Hi Adrian,

 

Am Samstag, 7. Januar 2012, 01:33:24 schrieb Adrian Hossu:

> Hi all,

>

> I'm been running basex on two environments, one is my laptop with an SSD

> drive and ext4, the other is a server with raid-1 HDD and ext3.

>

> Using iotop, I am watching the disk access of the server and laptop, and

> comparing the two.

>

> After some update queries, I notice that the server (ext3) has a process,

> [kjournald], which writes for about 20 seconds at 600-1000KB/sec.

 

kjournald is a kernel thread which updates the journal [1] of the file system.

 

> This only begins after the update is complete and the java process actually

> stops writing. I am not experiencing such a thing on my laptop. If I do

> too many of these queries on the server, it will eventually hang for 20-30

> seconds.

 

Ext3 (and ext4) have different levels of journaling [2], defining what and when gets written to the journal and the main file system.

It sounds to me, as if your file system is journaling both meta-data and file contents, since kjournald write a lot of data.

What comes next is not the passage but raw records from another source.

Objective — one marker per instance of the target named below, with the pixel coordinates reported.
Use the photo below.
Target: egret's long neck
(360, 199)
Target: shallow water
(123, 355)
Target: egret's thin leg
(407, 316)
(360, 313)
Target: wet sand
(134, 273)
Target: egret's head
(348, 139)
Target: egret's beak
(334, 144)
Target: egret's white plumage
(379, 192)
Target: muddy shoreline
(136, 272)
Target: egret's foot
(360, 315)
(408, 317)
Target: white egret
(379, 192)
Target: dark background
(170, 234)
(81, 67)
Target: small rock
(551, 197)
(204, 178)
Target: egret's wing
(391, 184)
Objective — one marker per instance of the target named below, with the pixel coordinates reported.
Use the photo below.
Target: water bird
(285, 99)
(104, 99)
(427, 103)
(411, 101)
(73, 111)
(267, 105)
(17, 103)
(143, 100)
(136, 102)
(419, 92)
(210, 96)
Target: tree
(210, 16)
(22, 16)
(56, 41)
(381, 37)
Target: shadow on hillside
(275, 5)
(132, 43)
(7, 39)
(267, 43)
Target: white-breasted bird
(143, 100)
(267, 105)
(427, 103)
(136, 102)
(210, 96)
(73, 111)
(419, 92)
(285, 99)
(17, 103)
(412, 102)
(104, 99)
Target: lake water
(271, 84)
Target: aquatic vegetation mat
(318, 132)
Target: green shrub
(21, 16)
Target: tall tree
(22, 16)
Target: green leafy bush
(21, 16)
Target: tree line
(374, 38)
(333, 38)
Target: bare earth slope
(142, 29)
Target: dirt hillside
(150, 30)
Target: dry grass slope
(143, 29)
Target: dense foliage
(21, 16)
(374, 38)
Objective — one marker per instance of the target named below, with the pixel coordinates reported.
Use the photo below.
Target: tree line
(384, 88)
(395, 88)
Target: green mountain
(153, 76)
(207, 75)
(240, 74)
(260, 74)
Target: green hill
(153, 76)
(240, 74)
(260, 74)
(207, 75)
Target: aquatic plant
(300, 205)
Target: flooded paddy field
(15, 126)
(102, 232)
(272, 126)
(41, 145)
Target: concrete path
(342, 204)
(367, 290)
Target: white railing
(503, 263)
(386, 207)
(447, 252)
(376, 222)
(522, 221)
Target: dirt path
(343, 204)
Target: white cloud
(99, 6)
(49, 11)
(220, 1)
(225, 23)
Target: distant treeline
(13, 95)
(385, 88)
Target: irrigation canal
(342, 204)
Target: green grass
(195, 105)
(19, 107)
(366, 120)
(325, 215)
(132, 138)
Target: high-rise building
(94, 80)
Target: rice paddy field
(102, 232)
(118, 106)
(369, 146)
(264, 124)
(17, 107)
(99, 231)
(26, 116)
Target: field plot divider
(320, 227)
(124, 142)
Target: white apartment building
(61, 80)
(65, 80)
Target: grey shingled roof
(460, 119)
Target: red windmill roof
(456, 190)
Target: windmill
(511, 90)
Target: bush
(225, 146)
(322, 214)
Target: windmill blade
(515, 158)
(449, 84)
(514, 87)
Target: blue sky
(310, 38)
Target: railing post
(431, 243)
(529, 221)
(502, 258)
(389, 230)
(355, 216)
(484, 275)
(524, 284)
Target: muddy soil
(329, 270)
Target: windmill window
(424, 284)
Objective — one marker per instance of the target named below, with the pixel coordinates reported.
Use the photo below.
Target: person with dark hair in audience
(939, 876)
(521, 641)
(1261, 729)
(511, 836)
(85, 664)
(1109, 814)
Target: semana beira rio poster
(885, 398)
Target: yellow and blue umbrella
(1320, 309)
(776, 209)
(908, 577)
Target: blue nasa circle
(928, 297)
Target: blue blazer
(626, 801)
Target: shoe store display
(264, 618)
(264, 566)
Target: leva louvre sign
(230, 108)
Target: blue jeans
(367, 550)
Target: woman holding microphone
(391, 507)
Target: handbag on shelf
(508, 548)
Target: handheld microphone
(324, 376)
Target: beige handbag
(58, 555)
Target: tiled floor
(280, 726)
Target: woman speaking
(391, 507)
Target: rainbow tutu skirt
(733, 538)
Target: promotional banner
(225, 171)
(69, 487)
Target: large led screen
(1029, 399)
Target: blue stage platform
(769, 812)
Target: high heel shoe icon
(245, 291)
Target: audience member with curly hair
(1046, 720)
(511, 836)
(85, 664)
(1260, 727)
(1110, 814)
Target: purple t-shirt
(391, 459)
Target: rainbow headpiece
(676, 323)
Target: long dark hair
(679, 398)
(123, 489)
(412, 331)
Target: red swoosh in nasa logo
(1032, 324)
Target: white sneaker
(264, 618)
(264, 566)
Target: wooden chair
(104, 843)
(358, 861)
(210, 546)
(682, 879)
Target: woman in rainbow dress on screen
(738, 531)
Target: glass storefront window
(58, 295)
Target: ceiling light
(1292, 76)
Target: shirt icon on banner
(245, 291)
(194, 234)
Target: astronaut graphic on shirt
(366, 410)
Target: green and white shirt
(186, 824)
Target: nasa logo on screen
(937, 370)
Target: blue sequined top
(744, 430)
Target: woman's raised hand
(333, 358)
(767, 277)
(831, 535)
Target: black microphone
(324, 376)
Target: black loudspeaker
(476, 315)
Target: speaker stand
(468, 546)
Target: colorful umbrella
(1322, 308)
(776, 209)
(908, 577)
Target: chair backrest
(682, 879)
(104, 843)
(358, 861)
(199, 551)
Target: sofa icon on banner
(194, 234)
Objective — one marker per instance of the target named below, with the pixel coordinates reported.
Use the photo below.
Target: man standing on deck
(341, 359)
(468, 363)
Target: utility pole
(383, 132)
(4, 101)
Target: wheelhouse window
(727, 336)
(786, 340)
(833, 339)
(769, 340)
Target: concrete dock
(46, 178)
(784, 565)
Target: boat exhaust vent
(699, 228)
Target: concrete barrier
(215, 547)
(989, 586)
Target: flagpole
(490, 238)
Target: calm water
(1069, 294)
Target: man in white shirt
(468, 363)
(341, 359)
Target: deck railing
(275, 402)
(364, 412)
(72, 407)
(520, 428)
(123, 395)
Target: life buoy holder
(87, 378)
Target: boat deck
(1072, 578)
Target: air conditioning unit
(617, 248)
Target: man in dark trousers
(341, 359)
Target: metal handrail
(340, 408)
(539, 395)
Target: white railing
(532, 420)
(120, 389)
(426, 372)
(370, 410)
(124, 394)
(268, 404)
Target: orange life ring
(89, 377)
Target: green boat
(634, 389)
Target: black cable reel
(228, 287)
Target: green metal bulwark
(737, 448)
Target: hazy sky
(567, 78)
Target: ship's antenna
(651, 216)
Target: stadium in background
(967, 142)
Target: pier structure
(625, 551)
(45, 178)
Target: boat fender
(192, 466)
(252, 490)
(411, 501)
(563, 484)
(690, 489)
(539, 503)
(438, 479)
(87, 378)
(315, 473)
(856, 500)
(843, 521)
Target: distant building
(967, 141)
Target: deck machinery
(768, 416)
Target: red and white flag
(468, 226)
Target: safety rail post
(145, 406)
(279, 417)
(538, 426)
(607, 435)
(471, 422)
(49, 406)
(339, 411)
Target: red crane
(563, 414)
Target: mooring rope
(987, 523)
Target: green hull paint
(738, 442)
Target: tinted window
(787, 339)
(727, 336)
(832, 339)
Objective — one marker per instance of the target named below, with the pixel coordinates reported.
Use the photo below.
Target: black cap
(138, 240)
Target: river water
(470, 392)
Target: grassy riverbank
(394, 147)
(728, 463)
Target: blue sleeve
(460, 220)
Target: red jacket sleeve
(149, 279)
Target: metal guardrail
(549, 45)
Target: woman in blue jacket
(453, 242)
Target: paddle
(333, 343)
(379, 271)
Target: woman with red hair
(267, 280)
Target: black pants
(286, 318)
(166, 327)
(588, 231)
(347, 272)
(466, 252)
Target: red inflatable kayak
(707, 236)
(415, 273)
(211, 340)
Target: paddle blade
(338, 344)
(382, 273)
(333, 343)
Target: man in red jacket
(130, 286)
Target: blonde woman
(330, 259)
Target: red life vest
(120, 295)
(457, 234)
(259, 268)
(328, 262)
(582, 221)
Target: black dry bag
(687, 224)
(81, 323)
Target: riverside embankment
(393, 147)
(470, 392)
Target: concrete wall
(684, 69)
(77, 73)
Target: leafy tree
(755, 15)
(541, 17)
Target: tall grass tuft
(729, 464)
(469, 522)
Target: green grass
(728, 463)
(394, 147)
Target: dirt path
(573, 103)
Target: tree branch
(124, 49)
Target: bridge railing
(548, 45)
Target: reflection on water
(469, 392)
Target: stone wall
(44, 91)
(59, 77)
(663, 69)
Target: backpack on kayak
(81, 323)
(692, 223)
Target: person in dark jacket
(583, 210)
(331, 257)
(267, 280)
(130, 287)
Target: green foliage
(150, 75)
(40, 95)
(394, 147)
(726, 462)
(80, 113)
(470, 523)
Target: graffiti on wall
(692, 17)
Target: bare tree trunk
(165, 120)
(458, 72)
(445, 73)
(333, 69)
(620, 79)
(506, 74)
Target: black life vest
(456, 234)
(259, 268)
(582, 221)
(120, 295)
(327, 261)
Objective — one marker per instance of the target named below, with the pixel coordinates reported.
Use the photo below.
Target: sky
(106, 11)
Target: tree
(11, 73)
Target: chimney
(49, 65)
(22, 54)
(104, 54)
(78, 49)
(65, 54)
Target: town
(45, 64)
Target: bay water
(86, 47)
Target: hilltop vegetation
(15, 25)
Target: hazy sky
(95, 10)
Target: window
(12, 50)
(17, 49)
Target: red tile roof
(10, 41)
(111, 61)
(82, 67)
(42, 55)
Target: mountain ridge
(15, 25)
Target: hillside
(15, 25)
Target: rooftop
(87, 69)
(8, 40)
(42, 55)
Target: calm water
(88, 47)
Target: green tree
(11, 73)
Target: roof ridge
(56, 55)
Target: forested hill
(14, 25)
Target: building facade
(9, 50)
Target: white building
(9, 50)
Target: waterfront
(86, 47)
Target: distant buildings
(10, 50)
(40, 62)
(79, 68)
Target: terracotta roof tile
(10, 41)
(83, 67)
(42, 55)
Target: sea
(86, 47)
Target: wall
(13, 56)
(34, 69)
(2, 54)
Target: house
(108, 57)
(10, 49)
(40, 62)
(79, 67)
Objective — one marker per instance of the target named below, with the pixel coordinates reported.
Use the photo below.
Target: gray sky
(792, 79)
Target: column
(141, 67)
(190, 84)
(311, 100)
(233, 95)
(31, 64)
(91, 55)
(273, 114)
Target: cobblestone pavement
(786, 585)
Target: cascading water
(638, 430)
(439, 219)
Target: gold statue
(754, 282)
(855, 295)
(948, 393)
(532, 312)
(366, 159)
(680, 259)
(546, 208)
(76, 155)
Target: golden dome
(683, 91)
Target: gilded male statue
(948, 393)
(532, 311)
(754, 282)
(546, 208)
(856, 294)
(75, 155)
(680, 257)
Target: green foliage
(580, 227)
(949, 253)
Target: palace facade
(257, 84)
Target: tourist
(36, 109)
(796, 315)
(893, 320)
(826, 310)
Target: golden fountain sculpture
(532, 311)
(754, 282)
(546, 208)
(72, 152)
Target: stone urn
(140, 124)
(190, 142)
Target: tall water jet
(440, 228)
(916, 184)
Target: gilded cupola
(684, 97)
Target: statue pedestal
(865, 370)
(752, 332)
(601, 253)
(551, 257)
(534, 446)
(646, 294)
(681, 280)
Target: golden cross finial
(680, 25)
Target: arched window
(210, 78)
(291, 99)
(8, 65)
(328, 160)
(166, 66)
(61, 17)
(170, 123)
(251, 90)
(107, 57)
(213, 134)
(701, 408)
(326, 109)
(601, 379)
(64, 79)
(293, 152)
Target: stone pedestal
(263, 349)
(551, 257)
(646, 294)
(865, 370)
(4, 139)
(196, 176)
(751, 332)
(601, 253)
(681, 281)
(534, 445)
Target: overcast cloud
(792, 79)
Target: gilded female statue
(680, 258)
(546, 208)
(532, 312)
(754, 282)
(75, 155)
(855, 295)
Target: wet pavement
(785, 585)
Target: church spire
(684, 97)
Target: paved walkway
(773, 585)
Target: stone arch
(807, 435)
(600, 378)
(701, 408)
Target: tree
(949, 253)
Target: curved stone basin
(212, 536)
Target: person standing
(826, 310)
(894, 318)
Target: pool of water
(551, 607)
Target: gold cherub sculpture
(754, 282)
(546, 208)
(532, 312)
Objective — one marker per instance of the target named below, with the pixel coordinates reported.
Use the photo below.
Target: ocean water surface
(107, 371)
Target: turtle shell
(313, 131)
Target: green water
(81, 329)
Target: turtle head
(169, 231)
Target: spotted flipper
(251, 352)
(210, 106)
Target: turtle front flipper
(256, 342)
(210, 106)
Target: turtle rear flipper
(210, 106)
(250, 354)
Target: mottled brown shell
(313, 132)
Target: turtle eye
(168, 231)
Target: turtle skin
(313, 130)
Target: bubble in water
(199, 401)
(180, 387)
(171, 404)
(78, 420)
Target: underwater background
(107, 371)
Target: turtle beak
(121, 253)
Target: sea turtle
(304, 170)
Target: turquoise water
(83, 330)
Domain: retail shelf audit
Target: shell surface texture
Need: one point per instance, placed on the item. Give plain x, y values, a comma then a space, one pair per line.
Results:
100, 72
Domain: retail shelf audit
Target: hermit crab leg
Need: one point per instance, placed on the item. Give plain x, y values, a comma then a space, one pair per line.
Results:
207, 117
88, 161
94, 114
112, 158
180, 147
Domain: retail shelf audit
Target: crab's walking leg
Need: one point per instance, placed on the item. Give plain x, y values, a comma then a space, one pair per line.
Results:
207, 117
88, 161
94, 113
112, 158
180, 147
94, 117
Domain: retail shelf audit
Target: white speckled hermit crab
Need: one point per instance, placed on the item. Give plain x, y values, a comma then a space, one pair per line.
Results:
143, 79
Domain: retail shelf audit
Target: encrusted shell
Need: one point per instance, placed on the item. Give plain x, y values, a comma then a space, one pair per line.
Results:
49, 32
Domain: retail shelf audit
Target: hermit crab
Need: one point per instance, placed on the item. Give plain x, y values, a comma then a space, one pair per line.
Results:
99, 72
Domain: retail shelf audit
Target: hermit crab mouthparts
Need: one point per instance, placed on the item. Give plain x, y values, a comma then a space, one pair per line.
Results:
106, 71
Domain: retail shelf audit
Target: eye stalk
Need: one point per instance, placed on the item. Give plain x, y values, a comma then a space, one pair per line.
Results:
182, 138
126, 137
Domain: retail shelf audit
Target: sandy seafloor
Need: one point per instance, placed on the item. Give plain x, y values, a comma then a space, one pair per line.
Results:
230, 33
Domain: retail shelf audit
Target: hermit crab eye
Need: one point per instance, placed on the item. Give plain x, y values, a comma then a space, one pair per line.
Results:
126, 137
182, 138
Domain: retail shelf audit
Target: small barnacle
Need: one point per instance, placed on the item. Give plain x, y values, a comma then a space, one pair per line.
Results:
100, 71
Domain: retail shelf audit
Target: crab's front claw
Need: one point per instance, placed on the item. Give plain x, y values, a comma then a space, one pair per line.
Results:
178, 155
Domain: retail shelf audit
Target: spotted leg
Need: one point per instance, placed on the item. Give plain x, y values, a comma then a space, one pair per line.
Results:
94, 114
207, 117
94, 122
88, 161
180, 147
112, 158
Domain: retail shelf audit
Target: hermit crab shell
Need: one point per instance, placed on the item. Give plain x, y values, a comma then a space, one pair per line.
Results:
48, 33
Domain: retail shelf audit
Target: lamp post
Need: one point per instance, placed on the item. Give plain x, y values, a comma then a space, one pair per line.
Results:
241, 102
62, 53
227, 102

I suggest, that you check with what arguments your file systems are mounted. Generally, you can see that in /etc/mtab; the corresponding line should contain something like "data=ordered". You could also check the documentation of your linux distribution.

 

> I've copied the exact data on both the laptop and the server.

>

> Are there any recommended filesystem types for basex?

 

Personally, I'm not aware if there is a recommended file system, I think no, but generally it Should Just Work(tm). However, if someone has experimented with different types of file systems and/or types of disks may share results.

 

> Does it sound like

> I've configured something incorrectly, or should I add some more drives to

> my server and have them using ext4? Or is the difference SSD vs HDD? I

> never saw my SSD write speed go above 200KB/sec or so during the same

> queries.

>

> Any help would be greatly appreciated!

>

> - Adrian

 

Regards,

Dimitar

 

P.S. it's recommended to use Btrfs with SSDs, since the file system is designed to improve the wear leveling of the disk [3].